A due voci – come in una preghiera che s’innesta nel canto per farsi poesia – Arminio, l’uomo del festival La Luna e i Calanchi e Ferretti, l’ex rockstar de CCCP Fedeli alla linea si ritrovano stampati fianco a fianco.
Impaginati, entrambi – ma è carta che non s’incarta – nel loro ragionare che arriva diritto al senso del sé.
A due voci come due aedi compenetrati nella serenata all’Eterno, Arminio e Ferretti celebrano il sentimento del vero: “I bambini che possono guardare il porno e l’horror non possono guardare la nonna morta” ma è proprio quell’accarezzare il freddo della carne a scaldare la vita che procede, e cioè la propria vita, rigenerando la vita degli altri.
Un canovaccio – è il racconto di un’esistenza antica, l’Appennino – risolto al modo di una cantata dolcissima tra i pietrischi e le salite ripide dove non si può avere fretta.
Frutto di un appuntamento costruito apposta – “un conversare pubblico, un tardo pomeriggio dello scorso inverno a Palazzo dei Piceni in Roma” – il libricino, proprio un breviario di meditazione, è uno scavo tolstojano che nulla concede alla stucchevole retorica sentimentalista del Mulino Bianco.
Un manifesto politico piuttosto, questo è: insegna a tornare, a vivere dove si è nati, in paese.
Il paese non è una città mancata – così come il Sud non è un Nord mancato – ma il Genius Loci.
E il lì restare e permanervi infine affinché quelle pietre dove ognuno dice della propria solitudine – che è sempre la stessa degli altri – non sia più la terra disabitata, tutta di porte chiuse e spazi vuoti è il benedetto ritrovare le cose prime e quelle ultime: il rifugio di “veglie, doglie, famiglie, fuochi, pertinenze”.
Si legge, questo calepino, mordendosi le labbra, tanto commuove: il risuonare di ogni parola sale come un fiotto di sangue in petto. Fa venire in mente la parola Dio, questo libro: l’Inviolato che s’incontra più facilmente sui monti che in pianura. È intriso di sacro in ogni rigo, ed è una guida per viandanti: “La trama dello spazio è fatta di fregi e sfregi, dietro ogni curva può spuntare qualcosa che accende il cuore”.

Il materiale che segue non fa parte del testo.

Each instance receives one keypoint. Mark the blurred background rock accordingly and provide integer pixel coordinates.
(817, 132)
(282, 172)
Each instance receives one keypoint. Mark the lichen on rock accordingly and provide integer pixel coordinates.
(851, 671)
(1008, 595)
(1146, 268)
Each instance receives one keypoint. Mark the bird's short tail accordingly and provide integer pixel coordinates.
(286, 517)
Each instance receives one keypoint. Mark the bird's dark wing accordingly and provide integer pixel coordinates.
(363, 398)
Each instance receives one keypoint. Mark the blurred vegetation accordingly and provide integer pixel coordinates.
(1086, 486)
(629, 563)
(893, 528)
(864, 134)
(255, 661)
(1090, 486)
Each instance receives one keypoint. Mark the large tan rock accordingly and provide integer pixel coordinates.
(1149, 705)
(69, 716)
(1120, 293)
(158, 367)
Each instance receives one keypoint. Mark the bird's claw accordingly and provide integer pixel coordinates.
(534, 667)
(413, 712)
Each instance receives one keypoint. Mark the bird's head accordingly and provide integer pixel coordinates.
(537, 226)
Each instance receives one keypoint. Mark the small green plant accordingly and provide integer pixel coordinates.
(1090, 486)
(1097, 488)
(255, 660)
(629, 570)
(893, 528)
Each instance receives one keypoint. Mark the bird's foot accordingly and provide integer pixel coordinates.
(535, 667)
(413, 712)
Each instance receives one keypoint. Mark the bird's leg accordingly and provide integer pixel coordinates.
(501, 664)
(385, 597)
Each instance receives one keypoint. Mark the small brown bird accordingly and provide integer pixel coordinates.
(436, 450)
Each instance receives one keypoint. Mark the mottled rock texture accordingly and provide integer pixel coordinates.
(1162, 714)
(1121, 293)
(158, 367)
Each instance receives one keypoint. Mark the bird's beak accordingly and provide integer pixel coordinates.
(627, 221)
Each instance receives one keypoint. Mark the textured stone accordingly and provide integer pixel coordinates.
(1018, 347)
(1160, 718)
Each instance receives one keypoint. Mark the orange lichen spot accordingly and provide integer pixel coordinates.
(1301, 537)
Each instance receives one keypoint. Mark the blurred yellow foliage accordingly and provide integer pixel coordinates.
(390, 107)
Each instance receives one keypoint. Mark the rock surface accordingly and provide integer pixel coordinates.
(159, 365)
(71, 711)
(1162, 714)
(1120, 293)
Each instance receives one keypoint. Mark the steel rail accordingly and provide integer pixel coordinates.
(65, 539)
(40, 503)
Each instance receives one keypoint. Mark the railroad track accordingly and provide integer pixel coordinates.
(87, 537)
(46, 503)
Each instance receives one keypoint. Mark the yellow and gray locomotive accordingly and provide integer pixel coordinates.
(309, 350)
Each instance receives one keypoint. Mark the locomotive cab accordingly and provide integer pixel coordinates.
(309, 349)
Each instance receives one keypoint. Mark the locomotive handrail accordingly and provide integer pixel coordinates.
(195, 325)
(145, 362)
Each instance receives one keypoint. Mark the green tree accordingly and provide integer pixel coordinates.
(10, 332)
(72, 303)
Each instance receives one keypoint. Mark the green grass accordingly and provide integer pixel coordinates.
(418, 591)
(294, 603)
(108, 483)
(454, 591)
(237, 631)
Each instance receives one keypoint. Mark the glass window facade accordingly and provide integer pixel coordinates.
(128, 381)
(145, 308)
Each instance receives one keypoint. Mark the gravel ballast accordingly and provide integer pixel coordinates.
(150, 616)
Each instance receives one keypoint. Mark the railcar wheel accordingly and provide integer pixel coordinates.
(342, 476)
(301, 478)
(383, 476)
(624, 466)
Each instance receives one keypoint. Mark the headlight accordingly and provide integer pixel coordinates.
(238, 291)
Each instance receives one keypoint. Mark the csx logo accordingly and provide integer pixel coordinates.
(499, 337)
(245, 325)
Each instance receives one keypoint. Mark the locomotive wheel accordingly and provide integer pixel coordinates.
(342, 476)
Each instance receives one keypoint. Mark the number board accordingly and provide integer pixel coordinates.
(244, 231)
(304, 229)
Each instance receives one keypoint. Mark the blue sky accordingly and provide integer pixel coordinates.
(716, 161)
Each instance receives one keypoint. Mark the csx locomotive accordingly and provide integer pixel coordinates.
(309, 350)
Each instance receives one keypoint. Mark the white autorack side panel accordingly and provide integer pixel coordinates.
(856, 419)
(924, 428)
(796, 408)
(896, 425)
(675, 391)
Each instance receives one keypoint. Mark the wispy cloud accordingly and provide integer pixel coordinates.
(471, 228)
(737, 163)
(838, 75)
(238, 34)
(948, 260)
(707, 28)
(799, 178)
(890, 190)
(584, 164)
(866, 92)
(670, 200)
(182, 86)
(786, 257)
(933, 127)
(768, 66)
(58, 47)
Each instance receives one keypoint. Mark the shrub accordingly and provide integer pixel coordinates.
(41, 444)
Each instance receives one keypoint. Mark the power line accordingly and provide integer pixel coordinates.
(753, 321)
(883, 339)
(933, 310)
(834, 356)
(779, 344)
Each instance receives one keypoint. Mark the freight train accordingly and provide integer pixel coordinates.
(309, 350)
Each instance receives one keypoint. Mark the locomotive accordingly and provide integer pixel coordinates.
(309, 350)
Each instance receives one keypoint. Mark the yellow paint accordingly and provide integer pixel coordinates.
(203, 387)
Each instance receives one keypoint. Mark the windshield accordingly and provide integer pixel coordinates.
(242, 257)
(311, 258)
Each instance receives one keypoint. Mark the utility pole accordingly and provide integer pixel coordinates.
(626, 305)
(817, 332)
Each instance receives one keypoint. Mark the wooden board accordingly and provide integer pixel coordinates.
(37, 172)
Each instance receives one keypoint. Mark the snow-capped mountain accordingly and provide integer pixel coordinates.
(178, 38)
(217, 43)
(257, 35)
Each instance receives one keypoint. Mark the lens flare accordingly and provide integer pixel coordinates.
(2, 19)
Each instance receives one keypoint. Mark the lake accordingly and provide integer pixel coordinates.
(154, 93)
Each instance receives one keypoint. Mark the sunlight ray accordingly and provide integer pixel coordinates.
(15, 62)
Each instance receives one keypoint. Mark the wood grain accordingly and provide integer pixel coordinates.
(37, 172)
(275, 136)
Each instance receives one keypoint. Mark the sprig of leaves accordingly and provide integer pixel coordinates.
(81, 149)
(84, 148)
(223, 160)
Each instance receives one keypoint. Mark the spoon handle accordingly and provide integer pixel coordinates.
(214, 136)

Attenzione, allora, può capitarvi di comprare l’olio e il vino senza guardare il prezzo per dare onore a chi, vivendo nei paesi, fa una grande vita.
E attenzione, infine, ché questo libro è stato pubblicato da un editore che difficilmente, il prossimo anno, potrà superare il vaglio del codice etico al Salone del Libro di Torino.